In response to the most recent surge in oil prices, President Bush has called for increased energy conservation (interestingly enough, a stance that was disparaged by his Vice President just 2 years earlier when he was eagerly pressing the case for war in Iraq), as well as using America’s increasing reliance on imported oil (from increasingly unstable regimes) as justification for increased drilling in the Arctic National Wildlife Refuge, on Alaska’s North Slope.

The problem, as energy investment banker Matthew Simmons - long a smoke alarm for Peak Oil - has said repeatedly, "is that the world has no Plan B." Simmons is absolutely correct. He further notes, “The world's network of crude oil pipelines also is now operating at virtually 100% capacity. For almost all of 2004, the world's tanker system operated at full capacity too. This sparked an unprecedented rise in taker rates, which added up to $5 to $6 per barrel to the wellhead price of oil in some key long-haul export routes.” Why are no more tankers being built? Because, as Simmons, Campbell, Groppe, Michael Ruppert and others in the “Peak Oil” camp have argued, soon there won't be enough oil to ship to cover what it would cost to build them.

In other news, Russia is likely to build a new gas pipeline directly from St Petersburgh to Germany (and possibly onwards to Britain), bypassing Belarus and the Ukraine - no doubt prompted by the Ukraine's election of a pro-American president rather than a pro-Russian one. Eurasia seems to be reforming once again (albeit with a lot of holes in the middle).

And finally, Monkeygrinder notes there is a lot of methane about, and that it doesn't smell all that good.

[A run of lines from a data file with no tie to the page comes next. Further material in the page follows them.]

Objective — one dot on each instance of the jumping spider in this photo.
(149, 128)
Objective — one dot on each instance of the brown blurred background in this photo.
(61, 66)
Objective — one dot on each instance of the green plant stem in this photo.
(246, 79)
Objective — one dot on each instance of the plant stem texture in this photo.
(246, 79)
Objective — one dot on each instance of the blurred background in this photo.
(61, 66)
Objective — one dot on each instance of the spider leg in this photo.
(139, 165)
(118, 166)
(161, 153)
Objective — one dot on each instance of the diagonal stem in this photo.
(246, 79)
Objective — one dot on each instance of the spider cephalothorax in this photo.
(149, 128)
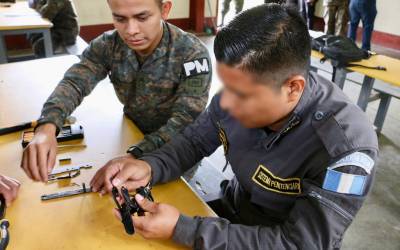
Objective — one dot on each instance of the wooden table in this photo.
(390, 76)
(20, 19)
(86, 221)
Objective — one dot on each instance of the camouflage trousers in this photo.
(336, 17)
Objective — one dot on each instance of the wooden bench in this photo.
(386, 88)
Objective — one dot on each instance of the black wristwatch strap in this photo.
(135, 151)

Personally I'm a bit conflicted about this - both from an economic viewpoint (I like investing in natural gas producers, and they bring a lot of money into the country) and a global warming viewpoint (its better than burning coal, and could be the feedstock for the first steps towards a hydrogen economy). Admittedly if an LNG ship or unloading facility were to blow, it would be best if this happened well away from a populated area.

While I have an enormous amount of contempt for the "War On Terror" (or Tyranny, or whatever else it is this week) and mostly consider it a giant scam intended to keep us in a state of fear, the risk of attacks isn't zero, and is probably rising the longer US (and other) forces remain in the middle east. Given that, I'd consider the biggest target in Australia to be the North West Shelf LNG plant - which would make a much bigger bang than just one ship or unloading terminal. So while security guards walking around the harbour bridge is just stupid security theatre, I'd hope there are a few real security people guarding that one facility.